Vodafone IoT Tech Helps Create Connected Harbour Seals

Vodafone’s IoT technology gets a seal of approval

Vodafone’s Internet of Things (IoT) technology has been deployed to monitor Harbours seals in Scotland’s Orkney islands.

Through the use of marine smartphones connected to Vodafone’s IoT tech, scientists from the Sea Mammal Research Unit, a division University of St Andrews, glues telemetry tags on the fur of ten Harbour seals, one of the to species of seal found in the UK.

The tags allowed the scientists to track the seals’ behaviour and movements before they shed their fur during an annual moult.

Go fish for data

harbour-sealTagging seals with IoT-based tech may not encapsulate the vision many major technology firms have for the IoT. But the technology has been put to use with Harbour seals to discover reasons for the declining populations of the aquatic mammal in some regions of Scotland.

With the data harvested from the seal-based IoT network, the scientists have been able to identify the feeding areas and habits, and where the seals rest when they return to land, which helps with assessing the long-term breeding status of the females.

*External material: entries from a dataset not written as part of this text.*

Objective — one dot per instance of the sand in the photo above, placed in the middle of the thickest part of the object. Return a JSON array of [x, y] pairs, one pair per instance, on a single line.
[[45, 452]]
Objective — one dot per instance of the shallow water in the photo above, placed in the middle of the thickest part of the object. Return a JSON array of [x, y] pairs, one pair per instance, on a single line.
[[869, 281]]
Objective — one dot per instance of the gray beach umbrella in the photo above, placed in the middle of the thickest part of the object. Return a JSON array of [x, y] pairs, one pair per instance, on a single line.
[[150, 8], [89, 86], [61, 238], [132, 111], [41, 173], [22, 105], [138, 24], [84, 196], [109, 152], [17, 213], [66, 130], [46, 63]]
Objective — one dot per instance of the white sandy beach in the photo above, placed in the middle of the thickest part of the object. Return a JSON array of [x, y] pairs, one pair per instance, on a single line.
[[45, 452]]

“Over the last 15 years, many of the harbour seal populations in the Northern Isles and on the north and east coasts of Scotland have been declining,” said the Sea Mammal Research Unit’s deputy director Dr Bernie McConnell.

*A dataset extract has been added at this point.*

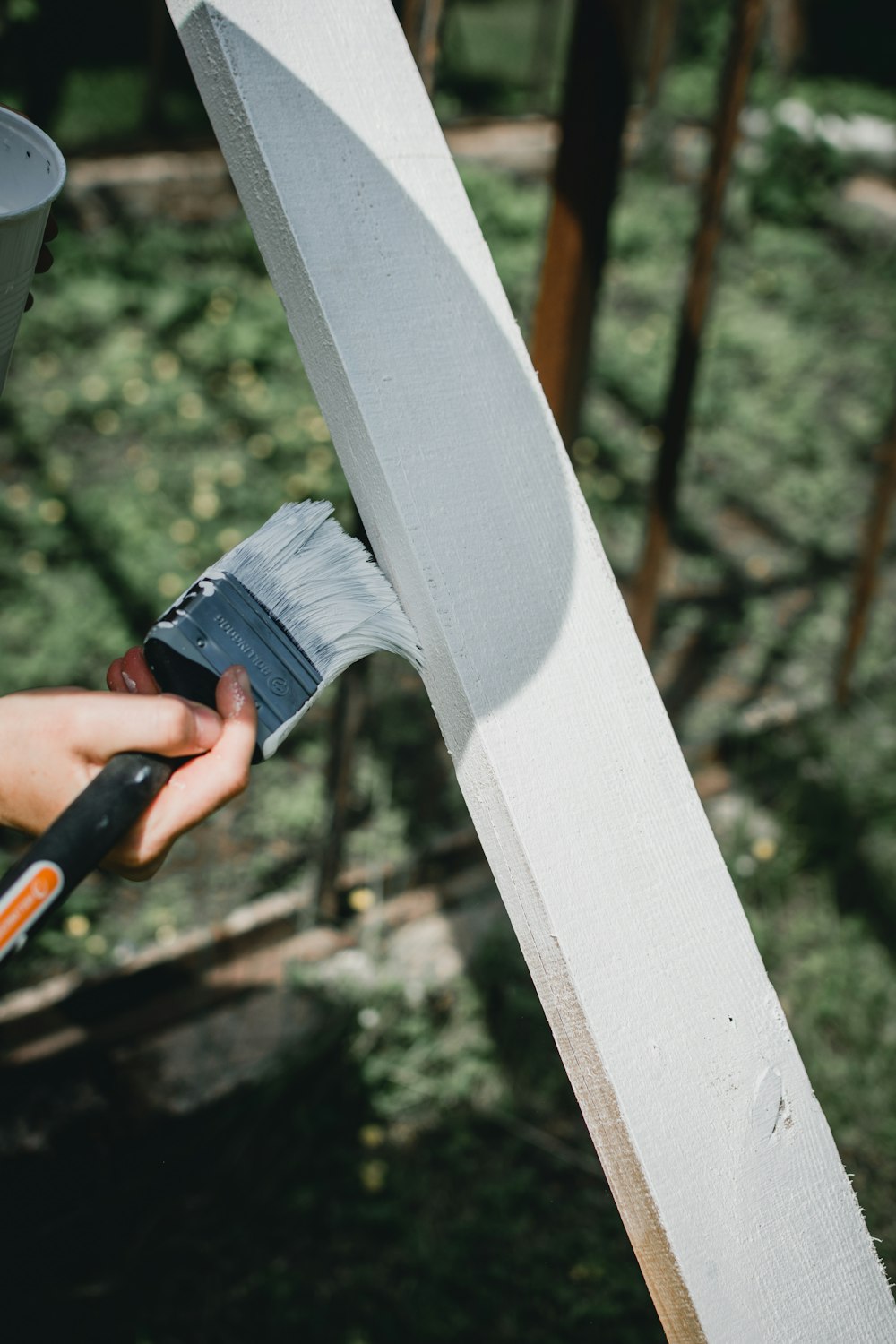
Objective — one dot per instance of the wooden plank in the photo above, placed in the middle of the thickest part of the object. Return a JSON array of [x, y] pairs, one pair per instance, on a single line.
[[718, 1153]]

“Marine data collected during this project on Orkney is helping to assess the causes, and possible mitigation options, in relation to the harbour seal decline. This is just the start and we will be analysing the data further before presenting the findings to Scottish Government.”

While marine based IoT networks may seem a little unusual as a deployment of the an area of technology usually thought of as a means for industrial companies to improve their operations, the IoT is quite at home on the water, as seen with the Land Rover BAR sailing team and its partnership with Dell EMC.